You tugged your shirt back over your belly. “No, no,” you said again when I still wouldn’t take them off. “First the lizards, now you want to wear this to the interview? I’m serious. We can’t keep goofing around. Off!”
“The lizards were supposed to get rid of the spiders in our bedroom.” I said. “They were to take care of you. You said no chemicals. My solution was organic.”
“One damn spider,” you said. “Just one. A shoe would have finished him.”
After that I went outside and that’s when I saw them. I yelled back in, “There’s a bunch of bees!”
You didn’t believe me. You never believed me. “Shut up,” you said.
You stood on the other side of the sliding glass door wearing one of my shirts. You put both hands on the glass in front of me, leaning toward me, but afraid to come out. I wanted to put my palms on the prints yours made there.
When you saw all the bees you pulled your hands from the glass. Your prints lingered. Bees a boiling fuzz on the water filtration system, a yellow buzzing sponge. They must have set up shop in there. I didn’t notice anything out of whack when I put the salt in the filtration system the week before. I opened up the top of the metal box, removed the plastic lid and poured in the heavy bag of salt without ever thinking once of bees. You would think I’d have noticed something. I poured the salt in every week like I was supposed to.
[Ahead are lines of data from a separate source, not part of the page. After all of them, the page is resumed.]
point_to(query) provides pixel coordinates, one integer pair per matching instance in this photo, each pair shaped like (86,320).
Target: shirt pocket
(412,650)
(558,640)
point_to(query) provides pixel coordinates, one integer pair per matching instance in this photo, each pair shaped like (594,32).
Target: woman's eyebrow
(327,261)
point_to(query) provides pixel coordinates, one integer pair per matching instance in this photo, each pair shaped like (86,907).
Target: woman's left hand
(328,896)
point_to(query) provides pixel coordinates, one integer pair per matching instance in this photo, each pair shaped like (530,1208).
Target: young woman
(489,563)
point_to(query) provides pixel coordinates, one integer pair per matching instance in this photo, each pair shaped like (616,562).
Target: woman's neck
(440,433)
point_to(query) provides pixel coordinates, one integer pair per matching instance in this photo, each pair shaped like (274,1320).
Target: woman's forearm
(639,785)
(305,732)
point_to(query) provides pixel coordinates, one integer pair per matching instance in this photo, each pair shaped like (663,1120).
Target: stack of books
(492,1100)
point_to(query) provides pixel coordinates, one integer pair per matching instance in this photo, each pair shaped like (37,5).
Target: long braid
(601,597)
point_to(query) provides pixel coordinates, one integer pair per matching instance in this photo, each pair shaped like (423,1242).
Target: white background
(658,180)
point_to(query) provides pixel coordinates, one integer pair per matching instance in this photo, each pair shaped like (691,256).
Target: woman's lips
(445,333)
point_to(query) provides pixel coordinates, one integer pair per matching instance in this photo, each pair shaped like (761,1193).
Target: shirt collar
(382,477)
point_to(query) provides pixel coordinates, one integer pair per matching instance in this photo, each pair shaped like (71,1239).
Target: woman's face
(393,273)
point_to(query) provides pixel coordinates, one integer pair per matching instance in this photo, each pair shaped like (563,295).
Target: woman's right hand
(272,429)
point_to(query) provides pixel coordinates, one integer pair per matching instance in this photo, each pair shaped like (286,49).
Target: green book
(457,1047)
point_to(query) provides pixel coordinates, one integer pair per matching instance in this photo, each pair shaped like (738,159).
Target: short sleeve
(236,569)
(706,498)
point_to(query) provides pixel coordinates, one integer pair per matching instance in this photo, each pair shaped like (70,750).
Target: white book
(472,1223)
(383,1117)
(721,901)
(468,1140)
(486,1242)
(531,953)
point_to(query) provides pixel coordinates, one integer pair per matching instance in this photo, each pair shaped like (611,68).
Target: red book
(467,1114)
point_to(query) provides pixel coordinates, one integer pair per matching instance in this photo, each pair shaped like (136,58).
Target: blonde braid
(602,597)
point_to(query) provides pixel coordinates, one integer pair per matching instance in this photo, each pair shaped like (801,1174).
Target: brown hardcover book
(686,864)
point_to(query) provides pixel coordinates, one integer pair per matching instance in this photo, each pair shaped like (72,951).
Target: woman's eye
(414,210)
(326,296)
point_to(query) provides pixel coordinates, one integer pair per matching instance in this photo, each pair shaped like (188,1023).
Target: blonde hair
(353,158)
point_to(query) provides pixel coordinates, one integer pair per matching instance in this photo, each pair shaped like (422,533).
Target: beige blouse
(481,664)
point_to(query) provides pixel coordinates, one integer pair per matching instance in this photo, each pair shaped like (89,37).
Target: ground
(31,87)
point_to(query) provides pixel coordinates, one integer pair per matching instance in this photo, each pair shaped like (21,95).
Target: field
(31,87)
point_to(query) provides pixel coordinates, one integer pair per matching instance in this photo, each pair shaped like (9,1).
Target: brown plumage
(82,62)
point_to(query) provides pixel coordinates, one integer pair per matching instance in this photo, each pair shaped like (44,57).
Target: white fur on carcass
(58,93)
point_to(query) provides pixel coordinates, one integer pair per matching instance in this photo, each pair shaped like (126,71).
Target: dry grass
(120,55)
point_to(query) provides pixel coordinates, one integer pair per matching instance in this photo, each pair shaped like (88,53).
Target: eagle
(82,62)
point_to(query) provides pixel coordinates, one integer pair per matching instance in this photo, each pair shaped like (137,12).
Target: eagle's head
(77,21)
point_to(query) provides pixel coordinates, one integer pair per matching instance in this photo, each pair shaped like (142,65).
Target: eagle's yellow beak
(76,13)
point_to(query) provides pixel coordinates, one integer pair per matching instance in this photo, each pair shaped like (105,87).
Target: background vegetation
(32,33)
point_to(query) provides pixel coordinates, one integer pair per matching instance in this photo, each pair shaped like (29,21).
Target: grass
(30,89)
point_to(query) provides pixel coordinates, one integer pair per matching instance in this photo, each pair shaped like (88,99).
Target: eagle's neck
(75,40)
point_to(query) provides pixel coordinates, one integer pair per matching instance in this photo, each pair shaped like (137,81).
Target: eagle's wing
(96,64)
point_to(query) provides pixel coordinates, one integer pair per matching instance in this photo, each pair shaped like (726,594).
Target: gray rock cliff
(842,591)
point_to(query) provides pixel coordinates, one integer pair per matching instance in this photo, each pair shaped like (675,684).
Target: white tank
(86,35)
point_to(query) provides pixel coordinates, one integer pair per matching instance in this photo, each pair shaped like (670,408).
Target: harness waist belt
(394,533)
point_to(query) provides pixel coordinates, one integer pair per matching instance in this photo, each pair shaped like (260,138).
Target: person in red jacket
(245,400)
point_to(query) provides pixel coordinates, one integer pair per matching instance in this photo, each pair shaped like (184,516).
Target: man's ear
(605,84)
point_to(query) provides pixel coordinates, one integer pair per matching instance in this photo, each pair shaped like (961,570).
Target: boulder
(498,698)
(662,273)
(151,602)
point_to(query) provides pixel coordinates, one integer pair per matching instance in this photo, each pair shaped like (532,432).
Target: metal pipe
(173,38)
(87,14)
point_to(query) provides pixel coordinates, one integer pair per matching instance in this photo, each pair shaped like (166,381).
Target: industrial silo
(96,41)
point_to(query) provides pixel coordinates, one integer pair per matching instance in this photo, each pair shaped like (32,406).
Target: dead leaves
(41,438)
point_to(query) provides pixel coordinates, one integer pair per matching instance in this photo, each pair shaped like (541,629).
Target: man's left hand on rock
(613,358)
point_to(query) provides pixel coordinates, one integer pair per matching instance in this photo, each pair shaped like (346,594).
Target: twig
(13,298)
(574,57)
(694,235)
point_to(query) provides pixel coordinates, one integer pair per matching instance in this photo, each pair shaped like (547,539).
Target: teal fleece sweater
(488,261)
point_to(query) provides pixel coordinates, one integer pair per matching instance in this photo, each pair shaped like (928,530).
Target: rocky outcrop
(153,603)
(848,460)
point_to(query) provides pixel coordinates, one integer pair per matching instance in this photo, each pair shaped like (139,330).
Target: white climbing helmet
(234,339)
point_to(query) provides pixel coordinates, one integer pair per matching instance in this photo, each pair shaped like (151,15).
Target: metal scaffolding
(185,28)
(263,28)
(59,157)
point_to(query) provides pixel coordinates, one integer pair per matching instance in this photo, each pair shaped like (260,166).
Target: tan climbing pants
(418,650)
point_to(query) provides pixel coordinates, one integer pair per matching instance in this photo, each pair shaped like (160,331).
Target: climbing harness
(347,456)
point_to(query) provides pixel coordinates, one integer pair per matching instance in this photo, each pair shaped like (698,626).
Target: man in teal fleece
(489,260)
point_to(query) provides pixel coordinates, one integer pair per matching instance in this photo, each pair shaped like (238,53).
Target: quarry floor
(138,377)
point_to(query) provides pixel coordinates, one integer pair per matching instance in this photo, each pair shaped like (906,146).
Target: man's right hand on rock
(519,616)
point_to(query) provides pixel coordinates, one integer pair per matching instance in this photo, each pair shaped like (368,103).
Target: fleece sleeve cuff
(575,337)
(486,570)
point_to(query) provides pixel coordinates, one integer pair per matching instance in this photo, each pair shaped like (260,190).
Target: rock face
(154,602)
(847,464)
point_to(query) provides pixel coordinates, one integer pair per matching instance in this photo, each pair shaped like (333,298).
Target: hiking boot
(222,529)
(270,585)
I said this to you.
“You fail to notice a lot of things actually.” A little huff of contempt.
I told you I didn’t do it, that I didn’t know where the bees came from. I only let loose the lizards. The lizard loosing was done with love, I added.
That’s when you started standing away from me. Right then. I noticed it then. A pulling away like when I accidentally fart in front of your friends and everyone looks at their drinks like ice is suddenly fucking amazing. Later, I noticed it again at the grocery store. Remember buying all those gallon jugs of natural spring water? We both worried that bee shit would leak into our water pipes and when we took a shower it would end up getting inside of us somehow and we’d never get it out? You had dreams of bees snarled in your hair. Bees bulging and stuttering in your forearms. I stood by the scanner and you stood by the magazines while the gallon jugs slid by one after another. They had toy iguanas on the shelf next to the register. I held it flapping about in the air at the end of a silver chain. You never looked. The scanner beeped and beeped as each jug went by.
In the car on the way home, it was quiet. I could only hear you breathing. So I asked what you had been reading at the magazine stand.
“Home and Garden.” you said. “An article about pesticide.”
The car went back to being quiet. I guess we forgot about the radio. We were both afraid, you and I.